What Medicare Doesn’t Do

Yet, Medicare offers time-limited coverage for long-term-care services provided in facilities or in the community, covering care only in the period following a hospitalization.

Only Medicaid and private long-term-care insurance pay for nursing home and home health services. This type of care is very expensive for older adults and their families. As a result, given the health and functional status of many older women, Medicare falls far short of meeting their long-term-care needs over time, and exposes many women (and their families) to high out-of-pocket costs when they can no longer live independently and require assistance for extended periods of time.

For many women, the absence of coverage for long-term care services and supports can expose them to crushing costs that cut into the limited resources available to them for basic needs like food and housing.

In the coming years, policymakers will continue to be faced with difficult choices about the structure of Medicare.
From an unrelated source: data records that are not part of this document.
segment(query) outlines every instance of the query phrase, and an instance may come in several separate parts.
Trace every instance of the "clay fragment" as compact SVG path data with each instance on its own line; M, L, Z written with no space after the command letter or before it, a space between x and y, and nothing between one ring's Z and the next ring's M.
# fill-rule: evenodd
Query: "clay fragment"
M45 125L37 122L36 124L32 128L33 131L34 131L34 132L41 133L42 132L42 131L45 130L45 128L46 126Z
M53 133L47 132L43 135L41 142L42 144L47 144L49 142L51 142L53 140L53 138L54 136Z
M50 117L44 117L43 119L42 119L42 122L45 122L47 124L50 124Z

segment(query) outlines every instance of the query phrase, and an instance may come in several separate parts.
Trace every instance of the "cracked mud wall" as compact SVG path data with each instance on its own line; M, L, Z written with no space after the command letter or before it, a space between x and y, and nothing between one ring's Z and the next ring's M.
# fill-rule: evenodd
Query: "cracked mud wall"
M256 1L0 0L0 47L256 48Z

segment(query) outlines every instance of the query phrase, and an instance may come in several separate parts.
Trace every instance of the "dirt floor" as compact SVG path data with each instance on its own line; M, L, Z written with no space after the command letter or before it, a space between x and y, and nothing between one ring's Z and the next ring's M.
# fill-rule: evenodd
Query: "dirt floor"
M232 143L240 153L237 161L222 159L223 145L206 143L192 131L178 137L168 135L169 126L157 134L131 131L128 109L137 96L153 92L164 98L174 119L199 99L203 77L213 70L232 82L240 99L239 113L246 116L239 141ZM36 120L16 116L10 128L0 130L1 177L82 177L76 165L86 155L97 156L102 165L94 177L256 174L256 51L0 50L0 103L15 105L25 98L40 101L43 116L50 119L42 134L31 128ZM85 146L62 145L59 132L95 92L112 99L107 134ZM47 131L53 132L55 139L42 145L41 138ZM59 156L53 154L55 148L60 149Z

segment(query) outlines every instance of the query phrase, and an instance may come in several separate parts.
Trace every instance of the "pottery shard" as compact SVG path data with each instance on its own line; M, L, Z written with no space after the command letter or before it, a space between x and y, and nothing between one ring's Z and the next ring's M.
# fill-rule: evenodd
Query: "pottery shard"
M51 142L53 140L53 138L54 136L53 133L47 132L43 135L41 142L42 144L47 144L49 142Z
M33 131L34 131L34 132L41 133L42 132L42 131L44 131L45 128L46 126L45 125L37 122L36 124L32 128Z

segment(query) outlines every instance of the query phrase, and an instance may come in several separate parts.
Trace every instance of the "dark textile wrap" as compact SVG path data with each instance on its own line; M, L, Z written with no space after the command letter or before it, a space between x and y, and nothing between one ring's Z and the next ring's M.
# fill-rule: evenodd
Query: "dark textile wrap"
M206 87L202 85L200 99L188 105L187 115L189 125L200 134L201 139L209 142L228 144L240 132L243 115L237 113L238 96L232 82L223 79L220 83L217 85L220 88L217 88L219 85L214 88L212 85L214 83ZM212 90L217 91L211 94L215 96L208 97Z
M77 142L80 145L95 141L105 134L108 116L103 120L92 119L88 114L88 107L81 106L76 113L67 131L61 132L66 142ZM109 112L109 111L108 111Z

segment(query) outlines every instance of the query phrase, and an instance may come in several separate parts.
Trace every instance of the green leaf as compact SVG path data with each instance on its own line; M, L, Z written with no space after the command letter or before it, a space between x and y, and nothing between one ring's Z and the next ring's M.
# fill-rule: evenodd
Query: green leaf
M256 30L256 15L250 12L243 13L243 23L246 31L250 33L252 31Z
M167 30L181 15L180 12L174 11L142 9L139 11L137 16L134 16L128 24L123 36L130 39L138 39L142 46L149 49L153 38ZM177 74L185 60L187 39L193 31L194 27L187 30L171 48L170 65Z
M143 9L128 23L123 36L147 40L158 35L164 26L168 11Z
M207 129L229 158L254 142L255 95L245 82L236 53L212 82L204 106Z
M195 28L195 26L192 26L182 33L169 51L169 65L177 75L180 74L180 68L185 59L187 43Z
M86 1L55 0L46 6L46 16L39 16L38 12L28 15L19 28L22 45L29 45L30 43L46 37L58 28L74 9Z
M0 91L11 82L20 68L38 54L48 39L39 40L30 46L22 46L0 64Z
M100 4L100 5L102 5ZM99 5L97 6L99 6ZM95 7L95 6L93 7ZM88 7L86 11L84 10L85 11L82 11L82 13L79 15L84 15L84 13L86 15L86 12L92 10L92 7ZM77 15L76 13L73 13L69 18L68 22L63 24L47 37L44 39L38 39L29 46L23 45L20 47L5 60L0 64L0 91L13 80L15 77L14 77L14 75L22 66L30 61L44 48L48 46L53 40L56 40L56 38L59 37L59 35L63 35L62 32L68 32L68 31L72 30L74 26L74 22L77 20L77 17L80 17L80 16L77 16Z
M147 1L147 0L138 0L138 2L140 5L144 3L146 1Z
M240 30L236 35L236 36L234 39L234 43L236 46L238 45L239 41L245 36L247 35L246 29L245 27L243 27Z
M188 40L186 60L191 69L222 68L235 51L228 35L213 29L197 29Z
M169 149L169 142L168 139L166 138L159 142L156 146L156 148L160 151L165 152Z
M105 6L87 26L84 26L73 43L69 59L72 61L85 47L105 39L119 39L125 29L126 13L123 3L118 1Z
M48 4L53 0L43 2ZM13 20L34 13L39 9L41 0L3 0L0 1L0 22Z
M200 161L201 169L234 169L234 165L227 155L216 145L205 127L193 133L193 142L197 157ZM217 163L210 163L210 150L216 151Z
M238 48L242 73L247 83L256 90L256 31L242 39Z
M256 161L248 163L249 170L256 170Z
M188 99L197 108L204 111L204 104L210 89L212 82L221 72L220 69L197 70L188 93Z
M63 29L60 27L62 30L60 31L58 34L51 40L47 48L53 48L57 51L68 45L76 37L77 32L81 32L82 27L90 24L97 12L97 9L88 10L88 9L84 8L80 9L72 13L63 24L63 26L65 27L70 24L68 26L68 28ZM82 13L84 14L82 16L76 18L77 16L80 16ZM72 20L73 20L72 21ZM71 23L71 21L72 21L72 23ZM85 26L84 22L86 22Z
In particular, solutions still are needed to address the lack of available financing for long-term-care services and supports — a policy priority for women, both as patients and as caregivers.

Focusing a gender lens on policy will help policymakers recognize that programmatic changes potentially reducing public costs and increasing out-of-pocket medical spending could have a disproportionate impact on older women, many with a limited capacity to absorb additional costs.